A fine look of tragic horror enlarged her eyes. She distorted her mouth into a singular expression. The tension paled her lips and exposed her teeth.

Greaves seemed to admire her. For _my_ part, I thought her now the most beautiful and wonderful creature I had ever heard of--a lady who might either be angel or devil, you could not tell which; or she might be both. Her face defied you, for it could put on twenty looks in the course of a short conversation, thanks to her heavy eyebrows, which were full of play and character, and thanks to the long lashes of her eyelids, whose drop or lift, whose languishing falls, and arch or scornful or playful erections, changed the meaning of her glances for her as she chose, rendering them, at her will, transparently eloquent or as inscrutable as a gypsy’s gaze. She put her hand upon her dress, and Antonio interpreted.

“The lady’s gown will not last three months, and then, señor?”

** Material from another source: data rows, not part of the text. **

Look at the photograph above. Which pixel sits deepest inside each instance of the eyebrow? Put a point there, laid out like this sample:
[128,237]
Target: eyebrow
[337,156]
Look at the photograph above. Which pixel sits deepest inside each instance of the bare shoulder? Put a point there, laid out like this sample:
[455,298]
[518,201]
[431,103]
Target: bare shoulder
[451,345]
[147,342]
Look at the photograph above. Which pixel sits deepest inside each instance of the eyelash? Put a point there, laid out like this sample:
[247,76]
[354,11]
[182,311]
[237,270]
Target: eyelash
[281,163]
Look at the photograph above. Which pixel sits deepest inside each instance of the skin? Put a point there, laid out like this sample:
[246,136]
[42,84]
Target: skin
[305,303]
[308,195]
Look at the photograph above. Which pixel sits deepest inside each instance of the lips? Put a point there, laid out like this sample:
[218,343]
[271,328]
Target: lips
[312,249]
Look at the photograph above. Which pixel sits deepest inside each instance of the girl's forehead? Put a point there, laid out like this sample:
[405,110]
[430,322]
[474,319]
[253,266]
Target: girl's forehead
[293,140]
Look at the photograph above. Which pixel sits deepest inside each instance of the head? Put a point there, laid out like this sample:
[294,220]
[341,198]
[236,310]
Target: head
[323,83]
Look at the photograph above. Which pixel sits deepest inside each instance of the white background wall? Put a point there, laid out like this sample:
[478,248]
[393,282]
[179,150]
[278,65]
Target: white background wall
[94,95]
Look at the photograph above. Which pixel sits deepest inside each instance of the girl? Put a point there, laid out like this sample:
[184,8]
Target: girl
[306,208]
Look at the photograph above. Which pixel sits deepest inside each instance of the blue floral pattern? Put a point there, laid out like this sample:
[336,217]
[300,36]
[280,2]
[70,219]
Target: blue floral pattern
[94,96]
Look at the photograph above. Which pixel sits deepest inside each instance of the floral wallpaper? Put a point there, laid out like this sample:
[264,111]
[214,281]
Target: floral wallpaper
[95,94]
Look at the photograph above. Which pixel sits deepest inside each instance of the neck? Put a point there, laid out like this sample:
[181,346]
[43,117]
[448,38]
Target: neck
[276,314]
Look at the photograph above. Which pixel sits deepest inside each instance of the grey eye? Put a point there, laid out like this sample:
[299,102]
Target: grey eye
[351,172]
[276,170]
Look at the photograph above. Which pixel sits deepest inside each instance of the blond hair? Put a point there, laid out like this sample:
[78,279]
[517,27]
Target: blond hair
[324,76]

“Chaw!” cried Greaves, and, pointing with something of passion to the island, he exclaimed--“Ask the lady to put the clock back till the day before yesterday is reached, and _then_!”

On this being explained a flash of temper lighted up her eyes.

“I shall be in rags,” said she, “before you reach your country.”

“We have needles and thread on board,” said Greaves coolly.

“You are men, and cannot conceive what it is to be a woman embarking on a long voyage, possessed of no more clothes than what she has on.”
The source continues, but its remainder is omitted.